YATIRIMCIYA UYGUN ORTAM
Türkiye şuan bu gelinen yeni fiyatlama seviyesi ile yabancı yatırımcı için çok daha cazip. Gerçekten büyük bir ihracat pazarının tam merkezinde bulunuyoruz. Yabancı yatırımcıların bu konulardaki tereddütlerini ortadan kaldıracak açıklamaların yapılacağı beklentilerimiz arasında. OVP ile enflasyondaki artış hızının duracağını, 2019’da da kademeli olarak ineceğini düşünüyoruz.

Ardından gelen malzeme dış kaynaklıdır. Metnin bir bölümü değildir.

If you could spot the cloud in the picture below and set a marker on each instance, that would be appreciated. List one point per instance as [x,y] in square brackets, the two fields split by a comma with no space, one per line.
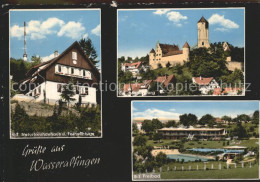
[222,29]
[161,11]
[47,58]
[134,53]
[96,30]
[134,109]
[85,36]
[16,31]
[36,29]
[225,24]
[72,29]
[174,16]
[156,113]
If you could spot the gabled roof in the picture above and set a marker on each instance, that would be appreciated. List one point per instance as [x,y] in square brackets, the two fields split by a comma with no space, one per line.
[152,51]
[35,69]
[202,81]
[136,65]
[168,49]
[186,45]
[133,87]
[202,19]
[165,79]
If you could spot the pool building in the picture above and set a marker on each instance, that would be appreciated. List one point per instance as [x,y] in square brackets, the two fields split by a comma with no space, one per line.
[200,133]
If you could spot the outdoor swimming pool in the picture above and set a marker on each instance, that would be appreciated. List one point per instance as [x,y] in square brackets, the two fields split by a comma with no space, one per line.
[187,157]
[216,150]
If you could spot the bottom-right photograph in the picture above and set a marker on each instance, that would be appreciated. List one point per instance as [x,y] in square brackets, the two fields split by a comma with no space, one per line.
[195,140]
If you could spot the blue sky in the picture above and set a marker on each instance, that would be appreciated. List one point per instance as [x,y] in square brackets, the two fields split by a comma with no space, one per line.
[52,30]
[139,30]
[172,109]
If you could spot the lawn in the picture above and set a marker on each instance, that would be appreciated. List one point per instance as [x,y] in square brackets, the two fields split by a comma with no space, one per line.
[233,173]
[206,144]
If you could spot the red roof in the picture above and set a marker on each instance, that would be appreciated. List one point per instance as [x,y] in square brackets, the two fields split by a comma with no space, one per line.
[203,20]
[134,87]
[165,79]
[230,89]
[217,91]
[186,45]
[219,120]
[202,80]
[137,64]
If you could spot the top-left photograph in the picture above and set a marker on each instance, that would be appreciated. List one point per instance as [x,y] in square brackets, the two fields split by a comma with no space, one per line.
[55,73]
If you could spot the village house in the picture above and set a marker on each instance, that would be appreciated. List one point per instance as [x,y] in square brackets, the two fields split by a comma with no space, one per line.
[134,68]
[142,89]
[45,82]
[205,84]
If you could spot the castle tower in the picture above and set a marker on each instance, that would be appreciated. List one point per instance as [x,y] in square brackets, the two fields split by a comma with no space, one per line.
[186,51]
[152,58]
[25,54]
[203,33]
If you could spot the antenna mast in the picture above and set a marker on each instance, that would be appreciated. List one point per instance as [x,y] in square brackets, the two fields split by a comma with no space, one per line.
[25,54]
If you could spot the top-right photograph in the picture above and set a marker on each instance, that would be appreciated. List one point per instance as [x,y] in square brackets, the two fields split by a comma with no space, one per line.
[181,52]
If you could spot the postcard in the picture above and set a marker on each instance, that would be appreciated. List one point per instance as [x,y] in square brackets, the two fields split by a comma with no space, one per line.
[55,73]
[181,52]
[195,140]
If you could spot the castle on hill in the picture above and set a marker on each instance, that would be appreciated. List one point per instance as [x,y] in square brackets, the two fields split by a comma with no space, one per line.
[164,54]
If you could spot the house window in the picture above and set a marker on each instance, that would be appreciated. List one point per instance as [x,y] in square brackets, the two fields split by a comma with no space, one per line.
[86,90]
[58,87]
[39,89]
[74,55]
[77,89]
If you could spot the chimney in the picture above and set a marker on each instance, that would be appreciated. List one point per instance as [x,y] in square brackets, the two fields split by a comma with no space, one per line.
[56,54]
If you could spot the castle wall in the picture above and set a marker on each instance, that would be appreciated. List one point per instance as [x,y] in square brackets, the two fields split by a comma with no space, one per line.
[235,65]
[173,60]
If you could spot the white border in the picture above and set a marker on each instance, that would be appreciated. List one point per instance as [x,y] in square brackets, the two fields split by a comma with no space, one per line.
[150,9]
[101,118]
[132,165]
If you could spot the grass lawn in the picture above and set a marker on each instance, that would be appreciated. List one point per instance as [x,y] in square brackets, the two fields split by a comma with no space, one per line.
[233,173]
[205,144]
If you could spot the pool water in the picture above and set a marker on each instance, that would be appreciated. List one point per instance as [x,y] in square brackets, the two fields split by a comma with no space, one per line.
[187,157]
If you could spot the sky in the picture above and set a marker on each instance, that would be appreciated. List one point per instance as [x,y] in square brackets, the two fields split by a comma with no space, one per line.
[52,30]
[139,30]
[173,109]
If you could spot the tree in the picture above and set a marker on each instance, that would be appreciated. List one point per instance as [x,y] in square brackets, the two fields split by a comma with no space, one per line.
[240,131]
[207,119]
[227,118]
[150,126]
[139,140]
[161,158]
[243,118]
[157,136]
[171,123]
[36,60]
[188,119]
[255,118]
[68,93]
[89,49]
[168,65]
[135,129]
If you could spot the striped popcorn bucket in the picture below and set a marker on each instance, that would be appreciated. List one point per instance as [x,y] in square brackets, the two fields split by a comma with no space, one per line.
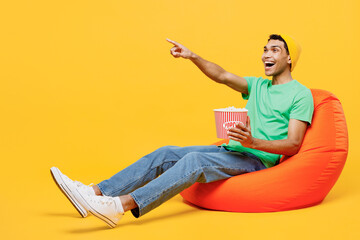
[225,120]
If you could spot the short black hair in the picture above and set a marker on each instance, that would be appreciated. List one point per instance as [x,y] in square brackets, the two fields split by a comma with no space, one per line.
[278,37]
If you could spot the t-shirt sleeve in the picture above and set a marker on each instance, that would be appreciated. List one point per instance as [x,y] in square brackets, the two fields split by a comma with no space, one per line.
[250,81]
[303,107]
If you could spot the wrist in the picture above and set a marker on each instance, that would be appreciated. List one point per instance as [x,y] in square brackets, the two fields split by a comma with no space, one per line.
[254,143]
[193,56]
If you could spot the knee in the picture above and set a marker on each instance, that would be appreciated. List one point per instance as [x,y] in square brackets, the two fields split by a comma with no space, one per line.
[193,159]
[166,149]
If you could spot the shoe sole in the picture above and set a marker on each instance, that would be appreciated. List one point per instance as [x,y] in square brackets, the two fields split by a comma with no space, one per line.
[107,220]
[56,174]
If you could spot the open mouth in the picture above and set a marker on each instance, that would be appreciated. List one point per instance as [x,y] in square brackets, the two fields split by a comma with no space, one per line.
[269,65]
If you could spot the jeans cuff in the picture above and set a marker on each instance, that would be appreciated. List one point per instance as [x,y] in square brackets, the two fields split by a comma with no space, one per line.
[136,211]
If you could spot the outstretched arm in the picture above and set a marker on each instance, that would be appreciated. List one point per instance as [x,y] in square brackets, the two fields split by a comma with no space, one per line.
[211,70]
[287,147]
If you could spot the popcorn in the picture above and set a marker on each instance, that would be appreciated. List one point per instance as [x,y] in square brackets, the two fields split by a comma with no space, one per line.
[226,118]
[231,109]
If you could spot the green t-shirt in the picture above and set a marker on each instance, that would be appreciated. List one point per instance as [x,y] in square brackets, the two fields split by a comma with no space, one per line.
[270,107]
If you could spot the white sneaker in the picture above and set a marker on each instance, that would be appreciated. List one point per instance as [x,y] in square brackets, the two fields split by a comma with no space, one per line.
[108,209]
[69,187]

‘YERLİSİ VAR MI’ DİYE BAKALIM
Orta ve yüksek teknolojili ürün ihracatının toplam ihracat kalemi içindeki yerini artırmak için atılmış önemli adımlar var. Ar-Ge merkezlerinin sayısı şu anda bine yaklaştı. Buna rağmen toplam ihracat içinde bu ürünlerin payı yüzde 3.7. Bu oranı biraz daha yukarı çekmemiz lazım. Bu anlamda yerli firmalar güçlenmeli. Cep telefonu bunun önemli bir örneği. Bir ürünü alırken yurtiçinde üretilip üretilmediğine bakmamız lazım. Bu diş macunundan başlar otomobile kadar devam eder.